Letter To My Soon-To-Be-Ex Client: “It’s Not You, It’s Me”

I’m a sucker for a damsel in distress.  A losing cause.  Or a sinking ship.  And sometimes that ends up getting me in trouble.

A few months ago, you called me asking if I knew anyone who could teach some in-person classes for your Nameless State Economic Agency.  You said you were skilling people up to get good jobs in a tech support environment, something I know a little bit about.  You said you had someone who was going to develop all the curriculum, and it was nearly complete.  And all you needed was someone to stand there and talk.

itsnotyou“How about me?”  You laughed, nervously, and said you probably couldn’t afford me.  (You were right.  Your rate was about 1/3 of what I would have quoted.)  But things have been slow, and it was only a tw0-week commitment, and sounded easy-squeesy.  Plus, I LOVE teaching in the classroom and hadn’t had the chance to do any ILT in years.

Fast-forward to three days before the first class.  Still no learning objectives, only a few disjointed PowerPoint slides, no test questions at all.  Ooopsie!

I sucked it up and made it work.  I built a wiki (paid for it myself) on my own time.  I built a “chat” function on my personal site.  I helped your SME write meaningful test questions. I found an amazing technical resource on LinkedIn and got her to do a video chat with your class.  I made up troubleshooting demos and role-play scenarios on the fly.  I pretty much taught my ass off for two weeks.

Of the 50 people in your class, 45 got hired.  (The other five I rated “Do Not Hire”.) The instructor reviews were mostly “walked on water, rarely gets feet wet”.  The representatives of the client that sat in were writing things like “incredible instructor” on their little note pads.

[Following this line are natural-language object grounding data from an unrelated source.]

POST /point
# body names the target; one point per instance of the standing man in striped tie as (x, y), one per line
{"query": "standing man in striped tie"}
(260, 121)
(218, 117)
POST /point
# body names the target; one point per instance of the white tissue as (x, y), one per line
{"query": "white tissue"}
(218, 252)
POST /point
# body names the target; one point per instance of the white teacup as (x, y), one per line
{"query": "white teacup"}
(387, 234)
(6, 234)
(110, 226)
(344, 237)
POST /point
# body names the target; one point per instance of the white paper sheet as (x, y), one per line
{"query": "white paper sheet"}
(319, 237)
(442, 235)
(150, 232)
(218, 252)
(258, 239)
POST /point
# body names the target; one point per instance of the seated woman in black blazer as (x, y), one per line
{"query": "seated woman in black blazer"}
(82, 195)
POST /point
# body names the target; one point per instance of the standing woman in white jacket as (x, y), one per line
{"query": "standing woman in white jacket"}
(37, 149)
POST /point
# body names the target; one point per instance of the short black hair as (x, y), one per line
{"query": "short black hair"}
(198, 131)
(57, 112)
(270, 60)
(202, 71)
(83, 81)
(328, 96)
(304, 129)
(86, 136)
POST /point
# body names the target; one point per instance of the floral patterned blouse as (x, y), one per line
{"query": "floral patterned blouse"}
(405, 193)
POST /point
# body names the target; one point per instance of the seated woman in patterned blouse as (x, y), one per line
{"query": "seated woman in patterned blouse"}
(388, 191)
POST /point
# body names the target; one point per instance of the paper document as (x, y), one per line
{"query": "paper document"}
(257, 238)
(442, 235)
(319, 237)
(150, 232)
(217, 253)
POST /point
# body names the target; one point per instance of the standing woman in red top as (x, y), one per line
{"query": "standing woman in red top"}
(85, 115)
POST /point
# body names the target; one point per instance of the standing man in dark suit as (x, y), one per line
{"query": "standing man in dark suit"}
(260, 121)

(I did get dinged by a couple of students for cursing.  You try moving from the West Coast to the Bible Belt and see what happens to you.)

In my postmortem review, I told you that if you could come up with a little money I’d be glad to re-design the course for you, based on what I saw.  I quoted 40 hours at your tiny rate — far less time than it would really take, but I know you are a very low-budget group.  And I wanted you to succeed in the future, with the next 600 trainees.  Whether I taught or not.

We had that “client” meeting in the big conference room, with a tiny TV screen where nobody could see my slides.  You said they loved the facilitative model I used, and didn’t want a bunch of  PPT slides with a brain dump of facts to memorize.  The students demanded more troubleshooting training, more role playing, more interaction.

I carefully outlined the course — including role-plays, scenarios, a class wiki, a “chat” discussion group, and lots of discussion and group building of knowledge.  Then I walked you through it over the phone and online, step-by-step, explaining each and every activity.  You approved it.

Off I went.  I designed a thing of beauty.  Twenty-four perfect modules, carefully connected to build technical skills rather than rote memorization.  Limited PowerPoint slides. Lots of “have the students use the scenario in their small group, and report back” type stuff.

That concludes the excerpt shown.